A related question is: how much work is required to write a scientific module in an “infrastructure-neutral” way? In other words, if you plan on generating a large part of the infrastructure code, then you have to change your development process a bit to take into account the code generation phase. This means that higher-level abstractions such as grids, fields, and clocks no longer appear explicitly in the user-written portion of the code. Instead, those abstractions are “woven” into the code at a later time, depending on the particular type of infrastructure that you wish to generate. This roughly the approach taken by BFG.

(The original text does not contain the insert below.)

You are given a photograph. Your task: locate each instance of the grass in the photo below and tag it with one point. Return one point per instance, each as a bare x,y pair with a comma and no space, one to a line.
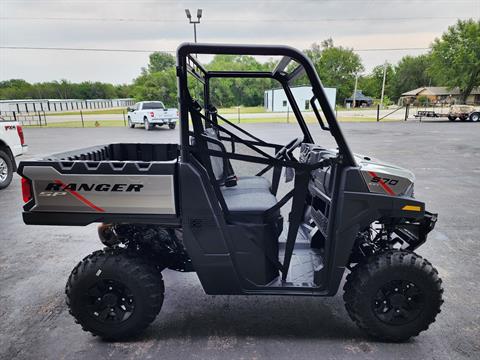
243,110
243,120
78,124
89,112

An alternative approach is to define a set of common, high-level abstractions and write your scientific code using those abstractions. If you wish to target multiple infrastructures (e.g., support FMS, ESMF, and OASIS), then the abstractions must be general enough to represent all your target infrastructures. This is likely the reason why no one has attempted this approach: it is a lot of work to define a set of common modeling abstractions that could be mapped back to the concrete constructs of all of the infrastructures that you wish to support. It’s not even clear if such a common set of abstractions could be defined in the first place due to the different scopes of the coupling technologies and the degree to which each addresses scientific concerns. (For more info on the range of features supported by coupling technologies, see our feature modeling work.)